Der noch Ungeborene zeigt an, dass er ebenfalls mitgeht, denn die neue Karte hat nichts verändert- es fehlt noch immer eine neun.

„Nun gut, dann wollen wir mal nicht so sein“, spricht Gott, „und gehen mit.“

Myriel legt sofort die River Card, die letzte Karte des Spiels auf den Tisch und es ist eine Herz neun! Der Neugeborene kann es kaum fassen. Für einen kurzen Augenblick verrät seine Mimik ihn, nur dann zeigt er ein Pokerface.

Napoleon setzt noch einmal 50000 Livre. Seine Mimik hat sich verfinstert. Das Grinsen ist ihm wohl vergangen. Der Ungeborene setzt sogar 100000 Münzen. In seinem Kopf träumt er bereits von einem Leben im Saus und Braus.

„Ich ziehe mich zurück“, sagt der In- Sechs- Tagen- Welterschaffer und wirft seine Karten zur Seite.

Napoleon zögert nicht, sondern setzt noch einmal 50000 Livre, um mitgehen zu können.

„Nun wird aufgedeckt“, erklärt der Engel, „der Ungeborene zuerst.“

Er legt freudig seine Karten hin.

„Ein Straight“, stellt Myriel fest, „eine Reihe Karten von sieben bis Buben.“

Napoleon knallt seine Karten auf den Tisch. Es sind eine Kreuz drei und eine Karo drei.
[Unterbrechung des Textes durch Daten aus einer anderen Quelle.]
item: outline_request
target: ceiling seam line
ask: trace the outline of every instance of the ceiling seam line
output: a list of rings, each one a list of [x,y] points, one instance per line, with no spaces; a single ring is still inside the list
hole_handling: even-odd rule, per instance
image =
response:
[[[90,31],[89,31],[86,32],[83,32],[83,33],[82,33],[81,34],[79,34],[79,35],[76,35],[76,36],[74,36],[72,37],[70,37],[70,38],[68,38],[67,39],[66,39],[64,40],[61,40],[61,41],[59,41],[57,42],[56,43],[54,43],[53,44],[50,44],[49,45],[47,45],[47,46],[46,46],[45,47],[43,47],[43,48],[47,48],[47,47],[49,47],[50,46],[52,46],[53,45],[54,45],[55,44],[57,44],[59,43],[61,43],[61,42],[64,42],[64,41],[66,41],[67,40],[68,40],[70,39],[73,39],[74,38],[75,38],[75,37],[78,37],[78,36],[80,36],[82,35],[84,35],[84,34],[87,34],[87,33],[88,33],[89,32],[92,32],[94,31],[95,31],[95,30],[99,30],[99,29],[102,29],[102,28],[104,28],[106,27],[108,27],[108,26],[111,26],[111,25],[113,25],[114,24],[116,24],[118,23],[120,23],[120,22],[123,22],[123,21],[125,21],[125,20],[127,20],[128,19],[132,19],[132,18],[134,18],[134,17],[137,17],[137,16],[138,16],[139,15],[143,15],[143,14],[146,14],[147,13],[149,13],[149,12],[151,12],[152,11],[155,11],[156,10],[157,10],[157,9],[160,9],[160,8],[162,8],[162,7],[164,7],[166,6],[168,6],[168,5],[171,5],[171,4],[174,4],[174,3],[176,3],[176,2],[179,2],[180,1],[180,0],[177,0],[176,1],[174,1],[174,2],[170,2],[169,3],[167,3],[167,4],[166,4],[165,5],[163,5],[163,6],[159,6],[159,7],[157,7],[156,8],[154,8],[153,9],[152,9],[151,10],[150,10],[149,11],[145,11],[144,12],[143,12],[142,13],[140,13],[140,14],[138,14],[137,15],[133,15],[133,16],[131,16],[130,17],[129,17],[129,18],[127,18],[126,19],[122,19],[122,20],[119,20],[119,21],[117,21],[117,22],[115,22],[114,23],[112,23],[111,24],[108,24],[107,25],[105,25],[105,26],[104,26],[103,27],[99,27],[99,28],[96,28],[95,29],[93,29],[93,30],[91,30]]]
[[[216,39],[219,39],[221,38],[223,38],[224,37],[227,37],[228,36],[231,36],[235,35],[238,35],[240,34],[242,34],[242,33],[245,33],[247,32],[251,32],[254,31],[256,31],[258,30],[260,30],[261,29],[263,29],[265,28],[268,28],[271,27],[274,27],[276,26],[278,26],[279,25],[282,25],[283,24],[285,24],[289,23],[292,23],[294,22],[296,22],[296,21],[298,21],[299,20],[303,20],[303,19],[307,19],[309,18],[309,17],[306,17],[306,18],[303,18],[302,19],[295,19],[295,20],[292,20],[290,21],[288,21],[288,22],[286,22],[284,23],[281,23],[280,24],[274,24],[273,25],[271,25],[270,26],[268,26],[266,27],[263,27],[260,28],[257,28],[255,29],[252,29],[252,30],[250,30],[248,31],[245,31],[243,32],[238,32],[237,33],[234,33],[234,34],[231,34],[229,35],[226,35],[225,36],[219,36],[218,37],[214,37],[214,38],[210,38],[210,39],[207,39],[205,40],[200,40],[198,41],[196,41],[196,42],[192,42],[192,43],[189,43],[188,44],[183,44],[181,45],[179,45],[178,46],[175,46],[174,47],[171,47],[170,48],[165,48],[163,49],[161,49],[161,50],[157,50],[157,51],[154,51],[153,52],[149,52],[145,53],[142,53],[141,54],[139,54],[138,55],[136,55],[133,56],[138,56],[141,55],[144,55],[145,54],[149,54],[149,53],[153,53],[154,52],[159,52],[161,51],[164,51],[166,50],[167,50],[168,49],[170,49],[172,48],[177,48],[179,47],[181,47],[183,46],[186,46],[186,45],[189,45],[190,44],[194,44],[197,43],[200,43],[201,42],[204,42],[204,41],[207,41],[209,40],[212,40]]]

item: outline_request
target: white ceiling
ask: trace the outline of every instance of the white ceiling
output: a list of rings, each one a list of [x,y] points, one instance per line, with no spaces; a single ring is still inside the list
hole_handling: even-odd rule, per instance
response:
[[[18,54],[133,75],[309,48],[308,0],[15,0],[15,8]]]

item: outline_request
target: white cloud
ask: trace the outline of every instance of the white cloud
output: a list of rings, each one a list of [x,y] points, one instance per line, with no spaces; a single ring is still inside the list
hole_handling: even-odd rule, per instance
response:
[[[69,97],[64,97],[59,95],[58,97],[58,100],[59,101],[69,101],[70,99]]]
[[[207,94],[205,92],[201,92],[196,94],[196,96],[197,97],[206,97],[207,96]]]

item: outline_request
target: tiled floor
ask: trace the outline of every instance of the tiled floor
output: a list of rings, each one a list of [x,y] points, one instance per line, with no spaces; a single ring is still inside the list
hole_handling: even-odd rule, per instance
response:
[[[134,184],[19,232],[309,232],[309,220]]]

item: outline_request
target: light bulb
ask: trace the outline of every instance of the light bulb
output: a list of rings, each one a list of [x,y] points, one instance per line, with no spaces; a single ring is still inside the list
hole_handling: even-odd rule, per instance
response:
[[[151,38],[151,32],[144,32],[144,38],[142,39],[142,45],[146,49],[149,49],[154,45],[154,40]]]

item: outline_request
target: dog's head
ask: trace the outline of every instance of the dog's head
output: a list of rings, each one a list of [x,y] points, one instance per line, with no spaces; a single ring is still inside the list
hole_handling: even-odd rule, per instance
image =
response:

„Tja, wir haben einen Gewinner“, verkündet Myriel, „und auch wenn es knapp ist, es handelt sich um Napoleon.“

Kaum ausgesprochen wird alles um den Ungeborenen herum schwarz. Der Tisch und seine Spieler verschwinden. Auf einmal ist alles still. Wie die Ruhe vor dem Sturm. Jetzt stellt euch mal vor, ihr seid der Ungeborene. Ich seid verunsichert, wisst nicht, was da auf euch zukommt. Plötzlich drückt alles. Es wird super- eng. Dann folgt ganz viel Geschrei.

„Und jetzt pressen“, spricht eine weibliche Stimme, die ihr dumpf wahrnimmt.

Begleitet durch Gebrüll werdet ihr durch den Geburtskanal gepresst, ohne etwas dagegen unternehmen könnt.

„Das Köpfchen ist bereits da“, sagt die weibliche Stimme freudig und uns ist klar, dass es sich um die Hebamme handelt, „ihr habt es bald geschafft.“

Während ihr jetzt noch das Gefühl habt, dass jemand euch eine japanische Massage verpasst, da jeder Körperteil gerade derartig gequetscht ist, sodass ihr nicht sagen könnt, was sich gerade wo befindet, geht jetzt alles sehr schnell. Nach einem Pressen eurer Mutter, ist der halbe Oberkörper bereits angekommen. Und ihr stellt fest, dass es arschkalt ist. Nach dem zweiten Pressen seit ihr geboren und friert, als ob es Minus 20 Grad Celsius wäre! Nachdem also Mama nicht mehr brüllt wegen der schmerzverursachenden Wehen, fangt ihr an zu schreien, da es euch an Wärme fehlt!

„So hier ist der kleine“, spricht die Hebamme und legt euch auf den Bauch der Mama, „wie soll er denn heißen?“

„Kevin“, kommt es wie aus der Pistole geschossen.

Sind wir nicht alle ein bisschen Alpha- Kevin?